With modern browser support for @font-face improving significantly, it's worth considering it as a replacement for Cufon — the JavaScript-based font rendering library that was popular when browsers didn't support custom fonts natively.
Using @font-face:
@font-face {
font-family: 'MyFont';
src: url('fonts/myfont.eot');
src: url('fonts/myfont.eot?#iefix') format('embedded-opentype'),
url('fonts/myfont.woff') format('woff'),
url('fonts/myfont.ttf') format('truetype'),
url('fonts/myfont.svg#MyFont') format('svg');
font-weight: normal;
font-style: normal;
}
h1, h2, h3 {
font-family: 'MyFont', sans-serif;
}
Detecting font availability with jQuery:
The jquery-fontavailable plugin lets you check whether a font has loaded successfully, which is useful for showing a fallback while the custom font loads.

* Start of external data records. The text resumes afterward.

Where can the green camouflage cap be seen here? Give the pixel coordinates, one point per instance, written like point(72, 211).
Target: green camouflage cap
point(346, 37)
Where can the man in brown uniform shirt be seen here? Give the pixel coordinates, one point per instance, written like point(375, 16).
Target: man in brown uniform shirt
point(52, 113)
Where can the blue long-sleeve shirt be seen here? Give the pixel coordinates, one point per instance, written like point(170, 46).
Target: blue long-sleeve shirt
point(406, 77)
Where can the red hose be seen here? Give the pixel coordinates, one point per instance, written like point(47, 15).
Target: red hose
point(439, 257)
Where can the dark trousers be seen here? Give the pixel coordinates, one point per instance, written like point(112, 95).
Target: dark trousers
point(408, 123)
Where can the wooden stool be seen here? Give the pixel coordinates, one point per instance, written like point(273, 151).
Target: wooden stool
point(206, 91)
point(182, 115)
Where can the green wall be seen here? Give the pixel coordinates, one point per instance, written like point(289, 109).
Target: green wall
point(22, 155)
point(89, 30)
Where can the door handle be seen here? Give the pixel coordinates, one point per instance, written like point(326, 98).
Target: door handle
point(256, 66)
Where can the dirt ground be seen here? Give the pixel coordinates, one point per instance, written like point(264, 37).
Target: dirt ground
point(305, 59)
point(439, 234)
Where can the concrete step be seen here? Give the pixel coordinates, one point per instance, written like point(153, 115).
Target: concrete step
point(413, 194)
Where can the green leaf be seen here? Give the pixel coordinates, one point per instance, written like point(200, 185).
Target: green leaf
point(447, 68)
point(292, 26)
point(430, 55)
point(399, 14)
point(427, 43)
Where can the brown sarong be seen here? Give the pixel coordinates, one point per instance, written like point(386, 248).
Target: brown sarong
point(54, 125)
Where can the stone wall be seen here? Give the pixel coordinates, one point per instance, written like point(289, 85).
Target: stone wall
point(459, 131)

$(document).ready(function() {
if ($.isFontAvailable('MyFont')) {
$('h1').css('font-family', 'MyFont, sans-serif');
}
});
Cufon vs @font-face:
Cufon renders text as canvas/VML shapes — it works everywhere but has drawbacks: no text selection, poor accessibility, slower rendering. The @font-face approach is native, allows text selection, works with screen readers, and performs better. Unless you need IE6 support, @font-face is the better choice.